Survivre, dit-elle

23/09/2016
par Colombe Schneck
Elle
Charlotte Delbo était l’assistante de Louis Jouvet, voyageait avec la troupe de théâtre de l’acteur dans le monde. Quand, en 1939, la guerre est déclarée, elle rentre en France et s’engage dans la Résistance dès 1940 ! Son premier amour, son jeune mari, le beau Georges est fusillé, elle est envoyée à Auschwitz. Et sa vie s’arrête. Après la catastrophe, dans la maison de repos où elle tente de se rétablir, alors qu’elle n’est qu’une morte-vivante, elle impressionne ses camarades par la délicatesse de sa lingerie, l’élégance de ses robes. Dès 1945, elle écrit sur un cahier à spirales, « Aucun de nous ne reviendra ». Ghislaine Dunant explique combien Charlotte était obsédée par la volonté de témoigner de ce qu’elle et ses compagnes de déportation avaient vécu.
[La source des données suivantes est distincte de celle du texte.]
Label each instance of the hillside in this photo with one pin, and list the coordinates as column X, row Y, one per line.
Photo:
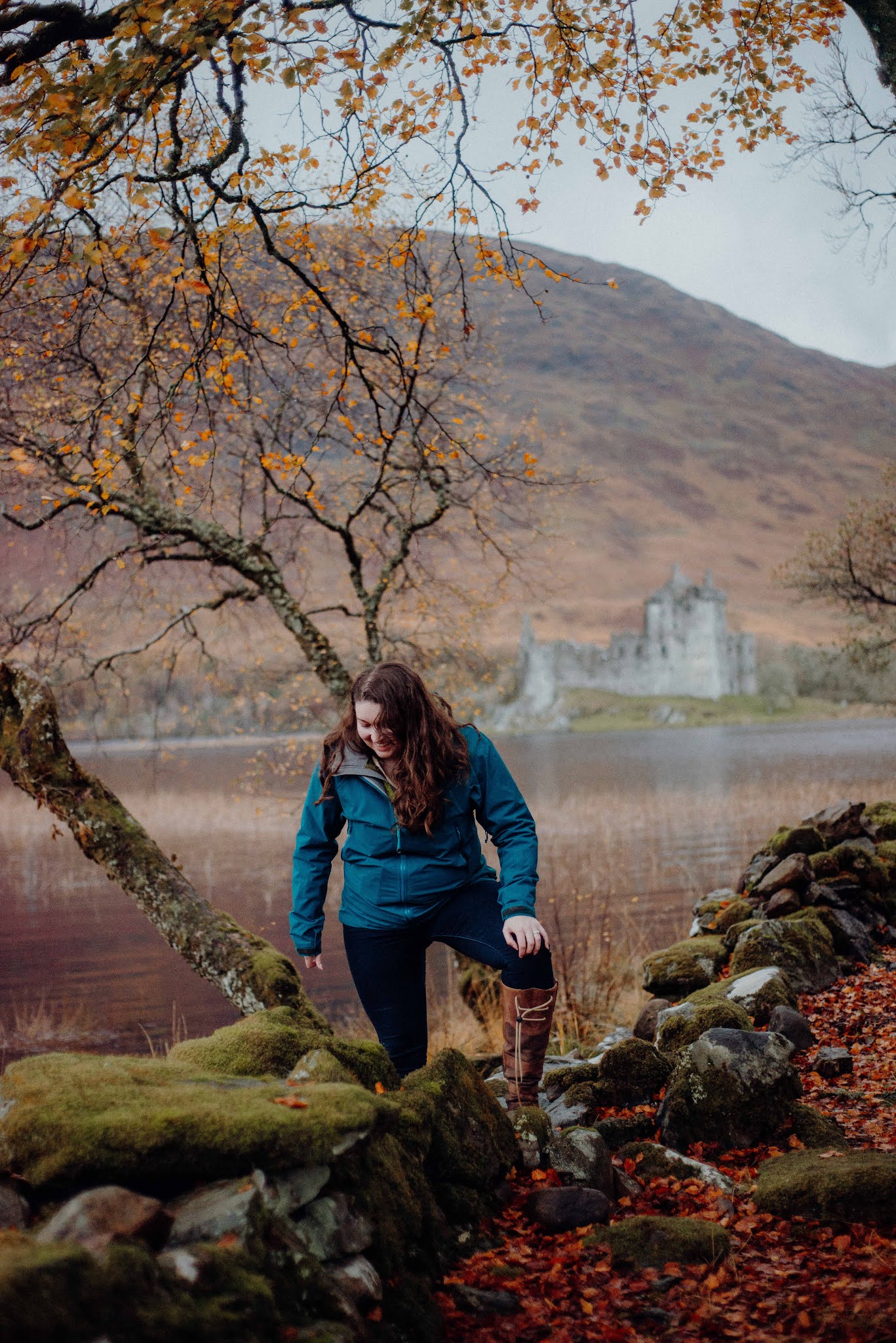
column 716, row 443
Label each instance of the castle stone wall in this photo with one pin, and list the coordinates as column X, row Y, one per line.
column 684, row 648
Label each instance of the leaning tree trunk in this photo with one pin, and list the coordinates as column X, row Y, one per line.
column 249, row 971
Raconter, ce sera sa mission. Charlotte Delbo décrit la vie arrêtée trop tôt de ses amies, l’horreur, le gouffre de souffrance qui ne la quitte plus. Publié vingt ans plus tard par les Editions de Minuit, « Aucun de nous ne reviendra » est mal accueilli ; cela l’attriste, mais elle continue, publie de la poésie, du théâtre. Elle est une résistante, une amoureuse, une fidèle en amitié et, surtout et toujours, une écrivaine qui ne veut pas oublier ce qu’elle a vécu. Mais elle n’en oublie pas de vivre : « Rire, se réjouir d’être avec les gens qu’elle aime, boire du champagne », écrit Ghislaine Dunant, c’était aussi cette femme hors du commun. « Je crois que, sans ce dédoublement, je n’aurais pas pu vivre », lui souffle Charlotte Delbo. Cette formidable biographie est une célébration de cette vie encore possible après, malgré la souffrance.